Geology Underfoot
- Publisher: Mountain Press Publishing Company
- No. of books: 10 currently available
- Website: mountain-press.com/collections/geology-underfoot

= Geology Underfoot =

Geological guide book series

Geology Underfoot is a series of geology guidebooks published by Mountain Press Publishing Company.

== Books ==
There is currently a Geology Underfoot book available for 10 regions (Colorado Western Slope, Southern California, Western Washington, Death Valley & Eastern California, Colorado Front Range, Northern Arizona, Southern Utah, Yellowstone Country, Southern Idaho, Yosemite National Park). A list of the books is below:

- Schroder, Jack (2022). "Geology Underfoot on Colorado's Western Slope"
- Sylvester, Arthur Gibbs (2020). "Geology Underfoot in Southern California"
- Tucker, Dave (2015). "Geology Underfoot in Western Washington"
- Glazner, Allen F. (2022). "Geology Underfoot in Death Valley and Eastern California"
- Abbott, Lon (2012). "Geology Underfoot Along Colorado's Front Range"
- Abbott, Lon (2007). "Geology Underfoot in Northern Arizona"
- Orndorff, Richard L. (2006). "Geology Underfoot in Southern Utah"
- Hendrix, Marc S. (2011). "Geology Underfoot in Yellowstone Country"
- Willsey, Shawn (2017). "Geology Underfoot in Southern Idaho"
- Glazner, Allen F. (2010). "Geology Underfoot in Yosemite National Park"
More books have been published in this series, but are now out of print and no longer listed on the publisher's website. These include:

- Orndorff, Richard L. (2001). "Geology Underfoot in Central Nevada"
- Wiggers, Raymond (1997). "Geology Underfoot in Illinois"

== Reception ==

=== Geology Underfoot in Western Washington ===
One of the books, Geology Underfoot in Western Washington, by Bellingham geologist Dave Tucker received media attention from multiple outlets upon its release. He spoke about the book at multiple events, including at Western Washington University, the Whatcom Museum, and the Whatcom County Library System branch in Lynden. The book features 22 locations in Western Washington.

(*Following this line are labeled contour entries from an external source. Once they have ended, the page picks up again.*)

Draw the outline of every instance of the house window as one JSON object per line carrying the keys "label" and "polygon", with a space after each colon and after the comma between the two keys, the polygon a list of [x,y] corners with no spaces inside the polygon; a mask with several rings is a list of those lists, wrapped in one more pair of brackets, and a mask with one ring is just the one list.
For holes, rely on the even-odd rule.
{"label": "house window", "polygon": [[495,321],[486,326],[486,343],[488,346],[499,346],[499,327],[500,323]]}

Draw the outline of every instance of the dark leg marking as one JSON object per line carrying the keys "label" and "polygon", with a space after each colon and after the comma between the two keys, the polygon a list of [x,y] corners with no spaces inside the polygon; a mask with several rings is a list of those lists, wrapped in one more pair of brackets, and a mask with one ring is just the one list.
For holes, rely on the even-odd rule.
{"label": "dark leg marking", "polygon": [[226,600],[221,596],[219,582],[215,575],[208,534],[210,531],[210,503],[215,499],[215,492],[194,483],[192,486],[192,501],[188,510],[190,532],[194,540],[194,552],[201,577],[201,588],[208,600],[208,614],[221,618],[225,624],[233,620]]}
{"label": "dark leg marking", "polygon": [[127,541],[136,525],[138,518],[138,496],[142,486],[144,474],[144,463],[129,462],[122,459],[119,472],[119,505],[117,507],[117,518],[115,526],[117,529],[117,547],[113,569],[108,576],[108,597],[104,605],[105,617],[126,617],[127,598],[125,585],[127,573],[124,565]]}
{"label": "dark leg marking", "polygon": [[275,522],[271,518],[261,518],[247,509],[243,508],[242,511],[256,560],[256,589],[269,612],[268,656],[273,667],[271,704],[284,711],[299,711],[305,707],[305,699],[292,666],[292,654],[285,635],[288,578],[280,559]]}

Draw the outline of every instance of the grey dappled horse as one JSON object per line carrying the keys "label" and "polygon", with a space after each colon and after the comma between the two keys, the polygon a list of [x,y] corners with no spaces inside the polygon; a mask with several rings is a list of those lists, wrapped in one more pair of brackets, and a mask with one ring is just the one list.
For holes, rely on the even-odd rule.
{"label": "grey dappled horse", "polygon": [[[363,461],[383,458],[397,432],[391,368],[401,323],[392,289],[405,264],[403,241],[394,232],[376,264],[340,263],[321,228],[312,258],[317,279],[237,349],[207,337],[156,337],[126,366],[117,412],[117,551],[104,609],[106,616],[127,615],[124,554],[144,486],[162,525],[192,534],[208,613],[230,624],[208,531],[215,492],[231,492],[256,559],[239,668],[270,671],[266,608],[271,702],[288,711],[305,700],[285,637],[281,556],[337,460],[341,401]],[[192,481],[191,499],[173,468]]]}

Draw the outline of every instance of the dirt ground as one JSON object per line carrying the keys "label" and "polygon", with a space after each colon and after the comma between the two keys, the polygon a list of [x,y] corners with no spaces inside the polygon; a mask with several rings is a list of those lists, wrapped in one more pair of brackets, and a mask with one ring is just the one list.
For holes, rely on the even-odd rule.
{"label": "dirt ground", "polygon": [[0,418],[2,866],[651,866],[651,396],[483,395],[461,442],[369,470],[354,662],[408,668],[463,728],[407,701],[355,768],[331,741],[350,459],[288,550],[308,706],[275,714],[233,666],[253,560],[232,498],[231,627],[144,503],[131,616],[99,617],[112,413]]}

=== Geology Underfoot in Northern Arizona ===
Another book in the series, Geology Underfoot in Northern Arizona, was reviewed in multiple academic journals.

=== Geology Underfoot in Death Valley and Eastern California ===
Geology Underfoot in Death Valley and Eastern California was written by UC Santa Barbara emeritus faculty Arthur Sylvester in collaboration with UNC-Chapel Hill emeritus faculty Allen Glazner.

== Roadside Geology ==
The Geology Underfoot series is often compared to the Roadside Geology series by the same publisher as they are both series of guidebooks for accessible geological sites of interest.